That's a good point... although what I see happening is that the overall cultural identity is simply getting fractured. The large group still tends to view itself as part of a "generalized faith" or "quasi-faith" -- and then there are smaller pocket groups with very strong homogenized identities that are laying claim to being the true progency of the faith.

At this point, religion could be attacked on these fronts - epistemology first by rationalism then by empiricism, eschatology by rationalistic predictions of the future, along with medical developments, and finally, morality by the development of socioeconomic ideology. At this point, the cultural solidarity afforded by common religious practice becomes increasingly divorced from the subjective individual experience of the divine, and the more irrational teachings become less understood as metaphorical and more easily dismissed as absurd. Religion begins to wither as the benefits of collective spirituality become less understood.
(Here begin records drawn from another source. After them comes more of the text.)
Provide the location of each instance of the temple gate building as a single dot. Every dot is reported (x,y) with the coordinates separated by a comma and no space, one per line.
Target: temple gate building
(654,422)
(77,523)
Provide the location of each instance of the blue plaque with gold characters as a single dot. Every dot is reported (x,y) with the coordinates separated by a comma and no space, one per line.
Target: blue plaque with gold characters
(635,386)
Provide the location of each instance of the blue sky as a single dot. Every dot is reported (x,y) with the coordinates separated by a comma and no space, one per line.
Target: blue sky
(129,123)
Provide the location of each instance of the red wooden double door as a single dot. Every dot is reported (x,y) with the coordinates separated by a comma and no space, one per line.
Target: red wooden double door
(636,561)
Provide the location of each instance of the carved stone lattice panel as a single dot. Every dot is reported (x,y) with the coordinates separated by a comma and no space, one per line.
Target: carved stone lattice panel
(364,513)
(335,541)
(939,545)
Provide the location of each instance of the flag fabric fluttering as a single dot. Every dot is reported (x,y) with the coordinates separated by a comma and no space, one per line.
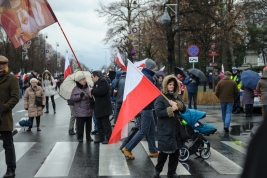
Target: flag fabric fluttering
(120,62)
(67,70)
(24,24)
(135,98)
(141,63)
(162,69)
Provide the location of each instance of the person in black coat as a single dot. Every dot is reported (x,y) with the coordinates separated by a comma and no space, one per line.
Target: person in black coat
(169,141)
(103,108)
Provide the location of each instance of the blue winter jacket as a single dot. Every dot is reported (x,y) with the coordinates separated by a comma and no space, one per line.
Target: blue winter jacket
(191,87)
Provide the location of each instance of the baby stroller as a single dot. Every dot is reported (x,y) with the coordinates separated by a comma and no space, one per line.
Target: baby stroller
(197,144)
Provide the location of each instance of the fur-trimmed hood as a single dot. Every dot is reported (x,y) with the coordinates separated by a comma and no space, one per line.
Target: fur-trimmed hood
(164,85)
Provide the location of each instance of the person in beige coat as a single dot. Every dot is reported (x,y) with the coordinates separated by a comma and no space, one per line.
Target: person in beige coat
(29,102)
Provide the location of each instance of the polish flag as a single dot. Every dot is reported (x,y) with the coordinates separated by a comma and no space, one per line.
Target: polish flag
(140,63)
(222,69)
(120,62)
(67,70)
(135,98)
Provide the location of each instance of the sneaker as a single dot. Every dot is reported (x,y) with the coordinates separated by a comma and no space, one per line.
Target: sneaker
(154,154)
(9,173)
(94,132)
(127,153)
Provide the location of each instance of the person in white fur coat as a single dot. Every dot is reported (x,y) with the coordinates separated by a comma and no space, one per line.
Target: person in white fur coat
(49,85)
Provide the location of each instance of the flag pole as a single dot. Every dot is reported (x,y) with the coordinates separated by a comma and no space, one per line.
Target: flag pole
(70,46)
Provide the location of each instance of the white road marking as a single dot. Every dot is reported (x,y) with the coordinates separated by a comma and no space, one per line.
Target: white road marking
(111,161)
(58,162)
(222,164)
(20,148)
(237,145)
(181,170)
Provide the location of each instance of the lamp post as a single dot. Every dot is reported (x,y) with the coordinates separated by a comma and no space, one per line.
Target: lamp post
(166,19)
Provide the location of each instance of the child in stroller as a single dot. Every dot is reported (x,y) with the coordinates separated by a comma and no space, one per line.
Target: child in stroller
(196,131)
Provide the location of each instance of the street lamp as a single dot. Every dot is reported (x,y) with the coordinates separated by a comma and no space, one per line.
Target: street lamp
(166,19)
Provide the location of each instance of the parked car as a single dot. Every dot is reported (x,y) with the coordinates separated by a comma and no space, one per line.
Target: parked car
(257,102)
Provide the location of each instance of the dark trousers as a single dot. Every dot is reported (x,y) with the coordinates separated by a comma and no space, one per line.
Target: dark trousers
(190,97)
(37,121)
(52,100)
(104,128)
(236,107)
(249,109)
(173,162)
(116,111)
(81,121)
(8,145)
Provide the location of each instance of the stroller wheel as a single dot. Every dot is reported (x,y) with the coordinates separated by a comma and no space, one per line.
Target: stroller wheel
(183,154)
(205,153)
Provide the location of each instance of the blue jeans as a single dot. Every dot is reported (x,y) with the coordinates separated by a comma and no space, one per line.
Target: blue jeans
(190,97)
(147,129)
(226,113)
(95,122)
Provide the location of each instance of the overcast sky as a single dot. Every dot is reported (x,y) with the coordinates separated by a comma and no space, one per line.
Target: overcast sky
(83,28)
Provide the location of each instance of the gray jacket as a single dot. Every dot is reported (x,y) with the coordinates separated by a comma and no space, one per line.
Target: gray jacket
(81,105)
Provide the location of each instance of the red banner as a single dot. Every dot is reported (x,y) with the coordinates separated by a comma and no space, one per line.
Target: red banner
(23,19)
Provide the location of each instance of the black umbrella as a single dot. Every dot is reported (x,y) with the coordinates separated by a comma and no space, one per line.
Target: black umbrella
(178,70)
(198,73)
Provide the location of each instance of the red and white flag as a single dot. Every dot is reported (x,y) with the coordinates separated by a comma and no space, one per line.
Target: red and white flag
(140,63)
(120,62)
(67,70)
(135,98)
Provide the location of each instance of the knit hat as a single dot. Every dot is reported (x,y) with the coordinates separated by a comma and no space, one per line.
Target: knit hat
(227,73)
(150,64)
(33,80)
(79,77)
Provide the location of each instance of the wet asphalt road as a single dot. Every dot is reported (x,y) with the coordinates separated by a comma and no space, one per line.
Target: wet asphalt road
(45,154)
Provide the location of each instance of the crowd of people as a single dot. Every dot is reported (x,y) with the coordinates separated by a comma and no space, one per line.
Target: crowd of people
(94,103)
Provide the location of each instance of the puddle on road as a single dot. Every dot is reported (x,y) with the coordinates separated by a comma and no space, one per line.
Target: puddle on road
(244,129)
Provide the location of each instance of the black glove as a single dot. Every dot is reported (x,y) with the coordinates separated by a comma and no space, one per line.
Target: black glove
(81,95)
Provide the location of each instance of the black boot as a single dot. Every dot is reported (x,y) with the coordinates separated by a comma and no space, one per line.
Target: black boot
(9,173)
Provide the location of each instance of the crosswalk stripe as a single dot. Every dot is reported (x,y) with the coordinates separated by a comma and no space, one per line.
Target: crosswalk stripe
(20,148)
(181,170)
(111,161)
(237,145)
(222,164)
(58,162)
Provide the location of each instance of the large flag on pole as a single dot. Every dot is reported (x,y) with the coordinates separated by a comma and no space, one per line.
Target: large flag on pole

Well, I see that kind of pattern happening on a broad scale, but I guess I just see it as dilution, not DEATH; I mean, despite that movement, the USA is not keen on atheism and modernism. We're a spiritual potpourri right now, people are encouraged to believe in whatever they want -- instead of providing large-scale group identity, religion either becomes small strong pocket group identity or individual identity. The major casualty to me appears to be the large-scale cultural religious identity, but the rest continues to subsist.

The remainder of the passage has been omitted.